But the NYT adds a new wrinkle to the debate today: the Bush administration’s surveillance efforts are even “broader and deeper” than previously believed.

[T]he battle is really about something much bigger. At stake is the federal government’s extensive but uneasy partnership with industry to conduct a wide range of secret surveillance operations in fighting terrorism and crime.

The N.S.A.’s reliance on telecommunications companies is broader and deeper than ever before, according to government and industry officials, yet that alliance is strained by legal worries and the fear of public exposure.

To detect narcotics trafficking, for example, the government has been collecting the phone records of thousands of Americans and others inside the United States who call people in Latin America, according to several government officials who spoke on the condition of anonymity because the program remains classified. But in 2004, one major phone carrier balked at turning over its customers’ records. Worried about possible privacy violations or public relations problems, company executives declined to help the operation, which has not been previously disclosed.

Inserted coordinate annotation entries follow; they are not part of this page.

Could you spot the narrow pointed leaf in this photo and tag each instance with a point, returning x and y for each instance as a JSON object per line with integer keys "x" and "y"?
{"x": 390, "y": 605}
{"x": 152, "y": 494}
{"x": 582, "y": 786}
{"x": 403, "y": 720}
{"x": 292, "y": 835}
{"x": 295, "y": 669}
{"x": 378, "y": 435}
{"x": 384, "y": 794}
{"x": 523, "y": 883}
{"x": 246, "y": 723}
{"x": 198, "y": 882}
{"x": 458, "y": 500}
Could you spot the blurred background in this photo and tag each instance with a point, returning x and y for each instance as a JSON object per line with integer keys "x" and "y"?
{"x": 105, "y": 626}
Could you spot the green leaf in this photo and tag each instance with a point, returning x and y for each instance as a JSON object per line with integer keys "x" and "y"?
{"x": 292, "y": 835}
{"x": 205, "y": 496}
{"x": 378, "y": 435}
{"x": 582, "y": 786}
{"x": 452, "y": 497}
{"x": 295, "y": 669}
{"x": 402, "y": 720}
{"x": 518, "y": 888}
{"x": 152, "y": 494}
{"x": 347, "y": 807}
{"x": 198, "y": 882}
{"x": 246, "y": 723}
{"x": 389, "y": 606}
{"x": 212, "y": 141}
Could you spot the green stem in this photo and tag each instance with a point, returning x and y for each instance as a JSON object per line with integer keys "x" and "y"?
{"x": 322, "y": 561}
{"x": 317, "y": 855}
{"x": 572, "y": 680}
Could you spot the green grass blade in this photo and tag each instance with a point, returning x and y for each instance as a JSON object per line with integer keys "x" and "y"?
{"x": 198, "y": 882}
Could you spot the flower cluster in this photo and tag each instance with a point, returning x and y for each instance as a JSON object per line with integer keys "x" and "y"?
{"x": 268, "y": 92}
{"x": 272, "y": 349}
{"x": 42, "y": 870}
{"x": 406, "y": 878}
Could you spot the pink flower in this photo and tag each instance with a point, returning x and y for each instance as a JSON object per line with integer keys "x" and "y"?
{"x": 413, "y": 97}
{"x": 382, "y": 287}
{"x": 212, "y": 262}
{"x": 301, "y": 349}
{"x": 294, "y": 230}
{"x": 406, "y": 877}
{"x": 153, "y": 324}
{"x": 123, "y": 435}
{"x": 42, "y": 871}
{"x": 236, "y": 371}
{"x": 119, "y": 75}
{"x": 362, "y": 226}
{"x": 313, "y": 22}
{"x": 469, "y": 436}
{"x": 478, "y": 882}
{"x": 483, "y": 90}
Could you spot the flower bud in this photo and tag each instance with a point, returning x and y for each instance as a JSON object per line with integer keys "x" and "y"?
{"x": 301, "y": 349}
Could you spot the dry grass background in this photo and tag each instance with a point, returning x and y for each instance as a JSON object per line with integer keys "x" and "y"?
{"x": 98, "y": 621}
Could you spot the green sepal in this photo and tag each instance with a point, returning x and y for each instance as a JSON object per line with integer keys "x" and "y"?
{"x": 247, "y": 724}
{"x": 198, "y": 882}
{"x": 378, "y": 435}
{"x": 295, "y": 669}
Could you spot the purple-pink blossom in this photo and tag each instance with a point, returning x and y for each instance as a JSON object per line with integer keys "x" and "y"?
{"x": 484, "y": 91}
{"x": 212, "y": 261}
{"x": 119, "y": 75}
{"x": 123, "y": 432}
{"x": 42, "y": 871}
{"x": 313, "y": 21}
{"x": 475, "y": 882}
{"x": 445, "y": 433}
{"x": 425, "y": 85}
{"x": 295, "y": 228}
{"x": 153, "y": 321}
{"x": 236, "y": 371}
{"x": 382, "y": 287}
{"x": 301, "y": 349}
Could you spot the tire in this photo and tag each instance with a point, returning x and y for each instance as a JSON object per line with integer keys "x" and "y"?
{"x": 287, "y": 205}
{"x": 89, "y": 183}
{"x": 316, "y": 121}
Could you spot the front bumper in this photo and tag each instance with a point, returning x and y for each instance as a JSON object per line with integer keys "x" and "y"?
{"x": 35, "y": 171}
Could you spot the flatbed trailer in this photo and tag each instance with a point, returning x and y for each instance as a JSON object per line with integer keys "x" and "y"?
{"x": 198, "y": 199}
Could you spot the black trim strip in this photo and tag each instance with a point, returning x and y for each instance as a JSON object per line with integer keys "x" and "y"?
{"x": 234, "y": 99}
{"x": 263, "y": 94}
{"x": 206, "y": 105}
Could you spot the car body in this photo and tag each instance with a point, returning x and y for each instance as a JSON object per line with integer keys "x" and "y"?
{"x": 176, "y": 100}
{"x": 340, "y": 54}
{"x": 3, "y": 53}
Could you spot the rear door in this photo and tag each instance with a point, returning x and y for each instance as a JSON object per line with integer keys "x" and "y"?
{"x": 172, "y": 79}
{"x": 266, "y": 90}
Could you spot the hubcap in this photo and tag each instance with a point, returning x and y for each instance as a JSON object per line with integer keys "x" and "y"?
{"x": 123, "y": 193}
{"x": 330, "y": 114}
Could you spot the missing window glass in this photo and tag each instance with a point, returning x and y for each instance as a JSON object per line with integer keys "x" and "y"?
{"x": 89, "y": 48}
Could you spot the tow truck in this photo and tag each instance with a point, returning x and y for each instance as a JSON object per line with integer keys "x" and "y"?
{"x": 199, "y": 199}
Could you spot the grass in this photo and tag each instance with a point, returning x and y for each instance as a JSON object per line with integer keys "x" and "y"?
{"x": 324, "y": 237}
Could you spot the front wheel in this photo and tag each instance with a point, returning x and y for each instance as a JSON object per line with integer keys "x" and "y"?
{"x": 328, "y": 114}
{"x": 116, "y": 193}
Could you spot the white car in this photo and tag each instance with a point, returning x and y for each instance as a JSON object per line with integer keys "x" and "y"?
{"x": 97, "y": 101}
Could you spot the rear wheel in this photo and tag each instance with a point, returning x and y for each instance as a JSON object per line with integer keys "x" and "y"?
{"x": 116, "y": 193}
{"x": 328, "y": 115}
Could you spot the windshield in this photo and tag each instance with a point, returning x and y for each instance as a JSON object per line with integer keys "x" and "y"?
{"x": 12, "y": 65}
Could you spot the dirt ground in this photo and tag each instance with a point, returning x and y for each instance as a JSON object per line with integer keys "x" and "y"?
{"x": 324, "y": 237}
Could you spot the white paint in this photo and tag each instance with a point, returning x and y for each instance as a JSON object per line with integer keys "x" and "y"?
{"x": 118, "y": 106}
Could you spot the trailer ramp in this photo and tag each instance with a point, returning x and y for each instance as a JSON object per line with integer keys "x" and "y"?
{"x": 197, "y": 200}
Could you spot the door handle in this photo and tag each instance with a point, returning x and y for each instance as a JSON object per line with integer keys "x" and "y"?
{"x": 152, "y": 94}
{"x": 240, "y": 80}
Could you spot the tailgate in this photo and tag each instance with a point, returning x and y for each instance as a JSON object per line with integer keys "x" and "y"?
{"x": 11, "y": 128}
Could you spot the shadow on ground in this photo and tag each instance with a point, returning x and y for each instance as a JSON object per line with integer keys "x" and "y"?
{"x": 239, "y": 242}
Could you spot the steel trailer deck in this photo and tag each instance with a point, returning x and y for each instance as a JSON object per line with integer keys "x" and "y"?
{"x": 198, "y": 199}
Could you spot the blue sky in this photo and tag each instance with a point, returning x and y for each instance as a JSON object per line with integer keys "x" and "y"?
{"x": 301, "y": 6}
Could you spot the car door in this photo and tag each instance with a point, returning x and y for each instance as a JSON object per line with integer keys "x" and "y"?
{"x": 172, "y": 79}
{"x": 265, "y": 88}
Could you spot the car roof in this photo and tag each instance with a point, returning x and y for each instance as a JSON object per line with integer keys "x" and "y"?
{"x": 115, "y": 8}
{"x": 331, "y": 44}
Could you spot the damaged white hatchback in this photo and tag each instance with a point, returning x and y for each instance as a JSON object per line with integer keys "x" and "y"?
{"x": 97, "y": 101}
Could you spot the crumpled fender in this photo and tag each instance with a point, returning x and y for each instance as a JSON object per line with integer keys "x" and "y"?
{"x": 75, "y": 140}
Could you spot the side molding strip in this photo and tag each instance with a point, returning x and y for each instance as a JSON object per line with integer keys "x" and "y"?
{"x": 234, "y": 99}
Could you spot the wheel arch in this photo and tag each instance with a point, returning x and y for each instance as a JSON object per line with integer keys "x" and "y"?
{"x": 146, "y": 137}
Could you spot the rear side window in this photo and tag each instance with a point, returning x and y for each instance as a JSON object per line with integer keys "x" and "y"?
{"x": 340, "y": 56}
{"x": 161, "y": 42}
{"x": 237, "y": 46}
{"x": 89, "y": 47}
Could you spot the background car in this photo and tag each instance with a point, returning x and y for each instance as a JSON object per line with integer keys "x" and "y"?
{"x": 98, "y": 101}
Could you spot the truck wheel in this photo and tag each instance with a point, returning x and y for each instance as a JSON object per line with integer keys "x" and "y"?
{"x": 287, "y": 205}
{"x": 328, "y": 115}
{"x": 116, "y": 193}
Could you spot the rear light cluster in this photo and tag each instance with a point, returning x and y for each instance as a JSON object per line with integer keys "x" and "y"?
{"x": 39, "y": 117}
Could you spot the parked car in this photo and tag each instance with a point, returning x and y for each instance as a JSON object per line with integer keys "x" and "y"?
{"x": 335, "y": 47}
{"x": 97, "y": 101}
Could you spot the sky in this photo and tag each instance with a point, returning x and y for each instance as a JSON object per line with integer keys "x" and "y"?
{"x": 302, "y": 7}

Glenn Greenwald characterizes the landscape as one approaching a “surveillance state.”

The Executive Branch and the largest telecommunications companies work in virtually complete secrecy — with no oversight and no notion of legal limits — to spy on Americans, on our own soil, at will.

More than anything else, what these revelations highlight — yet again — is that the U.S. has become precisely the kind of surveillance state that we were always told was the hallmark of tyrannical societies, with literally no limits on the government’s ability or willingness to spy on its own citizens and to maintain vast dossiers on those activities. The vast bulk of those on whom the Government spies have never been accused, let alone convicted, of having done anything wrong.

One should assume the debate will now subtly shift to include the new revelations. Before, if you believed that the Bush administration should get a warrant before spying on Americans, and if you suggested that telecommunications companies ought to follow the law and respect customers’ privacy, White House allies insisted you were effectively “pro-terrorism.” After all, if you’re “strong” on national security, you wouldn’t mind giving the NSA and telecoms unchecked, unregulated authority to spy on whomever they pleased.

We’re bound to hear a similar argument here. Instead of the “Terrorist Surveillance Program,” the label will be expanded to the “Drug Kingpin Surveillance Program.” If you expect the Bush administration and the telecoms to follow the law, you must be “soft” on narco-traffickers.